Under JIDO, there are three lines of effort - intelligence integration, rapid capability delivery, and whole of government/ communities of action support all supported by integrated training and synchronized operationally as capabilities are delivered to the CCMDs and their deployed US Joint forces.

==History==
JIDO traces its origins to the U.S. Army's Counter-IED Task Force established in 2003 under the leadership of U.S. Army Brigadier General Joseph Votel, to respond to the rapidly escalating IED threat at the outset of the Iraq War in 2003. In mid-2004, then-Deputy Secretary of Defense Paul D. Wolfowitz transformed the Army-led organization into a joint IED task force reporting directly to him. Remaining under the leadership of Brigadier General Votel, the once-small group could now leverage experience and expertise of warfighters across the services, enhance its networks attack focus, increase procurement of device-defeat tools, and build a robust set of IED-specific force training operations. As the IED threat in Iraq continued to escalate, a Deputy's Advisory Working Group convened in December 2005 and recommended the creation of a permanent organization. On February 14, 2006, then-Deputy Secretary of Defense, Gordon England signed Department of Defense Directive 2000.19E, establishing JIEDDO. U.S. Army General Montgomery C. Meigs served as JIEDDO's first director.

JIEDDO directors
- General (Ret.) Montgomery C. Meigs, U.S. Army, 2006-2007
- Lieutenant General Thomas F. Metz, U.S. Army, 2007-2009
- Lieutenant General Michael L. Oates, U.S. Army, 2010-2011
- Lieutenant General Michael D. Barbero, U.S. Army, 2011-2013
- Lieutenant General John D. Johnson, U.S. Army, 2013–2015
- Lieutenant General Michael H. Shields, U.S. Army, 2015–2018

JIDO Director

- Major General Christopher Bentley, U.S. Army, 2018–Present

== Seal ==
Currently a white disc edged yellow, a dark gray shield bearing a gray chain encircling a terrestrial globe Proper, surmounted throughout the center by a yellow horizontal motto scroll with the Latin inscription, “APTO AUT MORIOR,” which translates to “I Must Adapt or I Will Die” in dark purple. The scroll is between four lightning bolts diagonally placed, radiating from the center of the globe—two above, green to the left and red to the right and two below, dark blue to the lower left and blue to the lower right. Resting on top of the shield, an American bald eagle Proper, wings displayed horizontally, grasping three crossed yellow arrows and bearing on its breast a shield blazoned as follows: Argent, a paly of six Gules, a chief Azure; all within a dark purple designation band double-edged yellow, inscribed above, “JOINT IMPROVISED-THREAT DEFEAT ORGANIZATION” and below, a disc, all yellow.

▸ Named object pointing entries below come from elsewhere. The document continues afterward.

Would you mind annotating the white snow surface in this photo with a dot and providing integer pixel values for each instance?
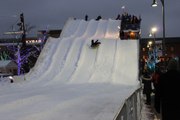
(71, 80)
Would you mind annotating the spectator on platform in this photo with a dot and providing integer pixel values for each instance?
(147, 88)
(86, 17)
(169, 91)
(98, 18)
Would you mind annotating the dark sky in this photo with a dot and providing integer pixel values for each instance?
(52, 14)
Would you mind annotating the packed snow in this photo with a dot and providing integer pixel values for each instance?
(71, 80)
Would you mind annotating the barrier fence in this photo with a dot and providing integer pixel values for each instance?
(131, 109)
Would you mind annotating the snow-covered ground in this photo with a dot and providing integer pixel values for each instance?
(73, 81)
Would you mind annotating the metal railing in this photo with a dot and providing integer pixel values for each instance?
(131, 109)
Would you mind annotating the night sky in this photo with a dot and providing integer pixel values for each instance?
(52, 14)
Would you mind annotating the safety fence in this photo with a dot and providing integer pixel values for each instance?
(131, 109)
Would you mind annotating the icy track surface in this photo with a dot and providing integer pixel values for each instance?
(73, 81)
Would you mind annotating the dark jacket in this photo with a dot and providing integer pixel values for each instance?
(169, 93)
(146, 80)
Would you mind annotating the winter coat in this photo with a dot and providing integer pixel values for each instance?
(146, 80)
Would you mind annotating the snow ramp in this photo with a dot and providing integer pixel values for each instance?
(71, 80)
(70, 59)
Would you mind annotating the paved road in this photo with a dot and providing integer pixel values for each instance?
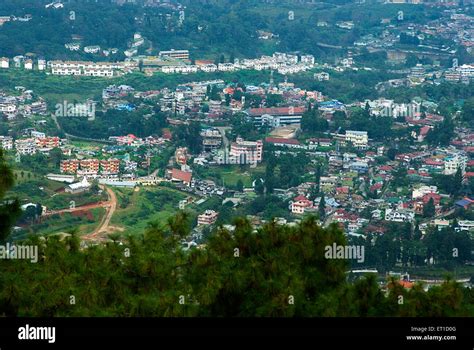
(102, 229)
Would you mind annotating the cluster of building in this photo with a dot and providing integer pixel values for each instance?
(38, 142)
(282, 62)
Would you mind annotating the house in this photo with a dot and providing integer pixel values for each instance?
(464, 203)
(29, 64)
(180, 176)
(359, 139)
(276, 116)
(92, 49)
(176, 54)
(282, 142)
(300, 204)
(209, 217)
(248, 152)
(399, 215)
(26, 146)
(78, 187)
(41, 64)
(4, 62)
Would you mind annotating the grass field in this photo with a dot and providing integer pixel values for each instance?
(231, 174)
(84, 222)
(138, 208)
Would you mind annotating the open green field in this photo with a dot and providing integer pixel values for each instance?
(82, 222)
(150, 204)
(43, 191)
(231, 174)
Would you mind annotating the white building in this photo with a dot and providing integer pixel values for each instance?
(209, 217)
(423, 190)
(92, 49)
(307, 59)
(452, 163)
(226, 67)
(29, 64)
(359, 139)
(300, 204)
(399, 215)
(466, 225)
(209, 68)
(248, 151)
(73, 46)
(466, 70)
(6, 142)
(41, 64)
(4, 62)
(78, 187)
(26, 146)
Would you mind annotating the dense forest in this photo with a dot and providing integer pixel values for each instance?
(273, 271)
(209, 29)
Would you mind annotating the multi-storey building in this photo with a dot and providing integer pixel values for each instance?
(209, 217)
(178, 54)
(110, 166)
(181, 155)
(455, 162)
(247, 151)
(211, 139)
(6, 142)
(89, 167)
(300, 204)
(69, 166)
(276, 116)
(359, 139)
(47, 142)
(26, 146)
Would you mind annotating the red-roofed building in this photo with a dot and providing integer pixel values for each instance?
(300, 204)
(167, 134)
(386, 168)
(277, 116)
(436, 198)
(180, 176)
(282, 142)
(376, 187)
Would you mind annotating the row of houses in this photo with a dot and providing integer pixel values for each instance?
(90, 166)
(31, 145)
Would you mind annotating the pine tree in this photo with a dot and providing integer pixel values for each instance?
(322, 208)
(429, 209)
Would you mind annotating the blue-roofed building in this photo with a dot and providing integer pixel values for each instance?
(464, 203)
(333, 105)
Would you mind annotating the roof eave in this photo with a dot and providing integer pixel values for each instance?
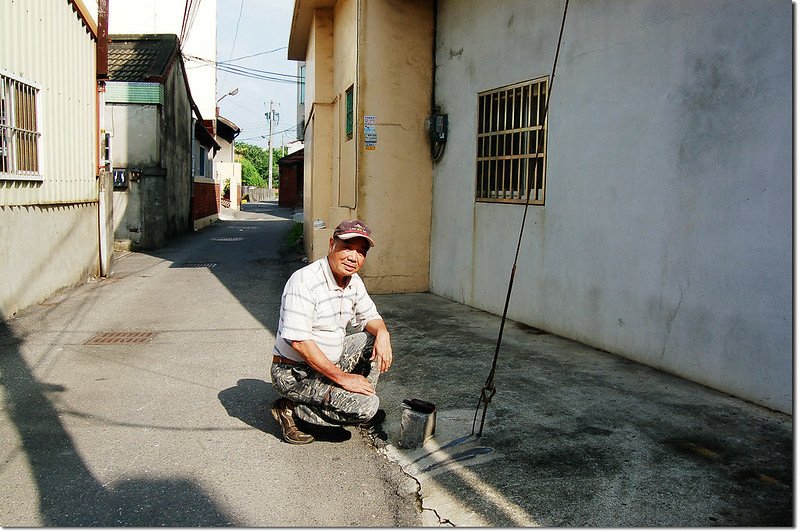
(301, 26)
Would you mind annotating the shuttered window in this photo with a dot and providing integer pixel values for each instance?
(19, 130)
(512, 143)
(348, 129)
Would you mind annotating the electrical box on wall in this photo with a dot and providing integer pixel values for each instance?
(437, 127)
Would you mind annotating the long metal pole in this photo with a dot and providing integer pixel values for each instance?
(488, 390)
(269, 143)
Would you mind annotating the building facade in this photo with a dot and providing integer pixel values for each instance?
(661, 224)
(49, 187)
(366, 152)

The dark gray shield denotes the unknown future of improvised threats and JIDO's role to anticipate the unknown. The terrestrial globe symbolizes the global nature of improvised threats and JIDO's area of responsibility supporting the worldwide deployment of U.S. warfighters in support of the Combatant Commanders. The chain encircling the globe suggests the interconnected communities of action necessary to contain enemy networks, defeat improvised threats and protect U.S. forces, while at the same time fighting interconnected threat networks. The war eagle, adapted from the Department of Defense seal, denotes JIDO's relationship under the authority, direction and control of the Defense Threat Reduction Agency as a combat support agency. The dark purple suggests the joint nature of this mission. The lightning bolts indicate speed and accuracy of rapid capability delivery to U.S. forces—green for the Army, dark blue for the Navy, ultramarine blue for the Air Force and scarlet for the Marine Corps. They represent each branch of service to which materiel and non-materiel capabilities and support are provided. As the mission changed and the capabilities of JIDO were codified, symbolism for this seal was carried from the Joint Improvised Explosive Device Defeat Organization to the Joint Improvised-Threat Defeat Agency to the current organization.